Angels and Demons, with Screenplay by Goldsman ’83, Opens at Number One at the Box Office

Angels and Demons is number one at the box office.

Tom Hanks and Ayelet Zurer in Angels and Demons (Photo by Zade Rosenthal/Sony Pictures)

Oscar-winner Akiva Goldsman ’83 (with David Koepp) co-wrote the screenplay of Angels and Demons, directed by Ron Howard, which was number one at the box office at $48 million during its first weekend.

The film opened nationwide at at 3,527 theaters on Friday, May 15. Based on the novel by Dan Brown, Angels and Demons is a prequel to the best-selling thriller The Da Vinci Code which follows the adventures of Harvard University symbologist and theology sleuth Robert Langdon.

The movie version of The Da Vinci Code, which also had a screenplay by Goldsman, was a hugely popular film internationally, opening worldwide in its first weekend at $232.1 million. Both Angels and Demons and The Da Vinci Code feature Tom Hanks as Robert Landon with Ron Howard as a director.
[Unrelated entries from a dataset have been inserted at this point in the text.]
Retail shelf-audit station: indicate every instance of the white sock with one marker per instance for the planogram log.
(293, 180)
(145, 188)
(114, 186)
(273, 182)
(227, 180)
Documentary By Hutton ’09 Gaining Acclaim

Noah Hutton '09.

Noah Hutton '09.

Next to the Sundance Film Festival, the annual South By Southwest (a.k.a. SXSW) festival in Austin, Texas, may be the most prestigious forum for new independent films in The United States. So when Noah Hutton ’09 had his film Crude Independence accepted by SXSW in the documentary category he couldn’t help feeling excited.

“It was a huge honor,” he says. “The festival has evolved so quickly in the past few years to be one of the top US film festivals with an international spotlight and it was a perfect place to show our work. The exposure you receive there is invaluable.”

Though it wasn’t his first film, it was the first feature-length documentary Hutton had directed on his own. He had previously worked as a co-director on a documentary about Uganda in the summer of 2007. After that project was finished, Hutton began looking for a new subject. Soon after he read an article in The New York Times about the recent oil boom in North Dakota.

“I had a gut feeling that there was a film to be made and I boarded a plane two days later to spend my winter break scouting out the area and shooting some preliminary footage,” Hutton says.

A promotional postcard of Crude Independence.

He settled on the area in and around Stanley, N.D., a formerly sleepy town that found itself on top of potentially the largest oil field in North America. The landscape of the town and it surroundings, and the investment of oil speculators, had created overnight millionaires next door to people who weren’t so fortunate.

Hutton returned to the East Coast in search of funding. He soon found three individual investors, including one whose name carried a significant amount of cache in the film world: Jonathan Demme.

“Jonathan Demme is involved in the Jacob Burns Film Center in New York City, which is the same one I’m associated with,” Hutton says. “He came to the screening of my documentary on Uganda and introduced himself after, saying he would be interested in seeing what I did next. Soon after I sent him the proposal for Crude Independence and he came onboard.”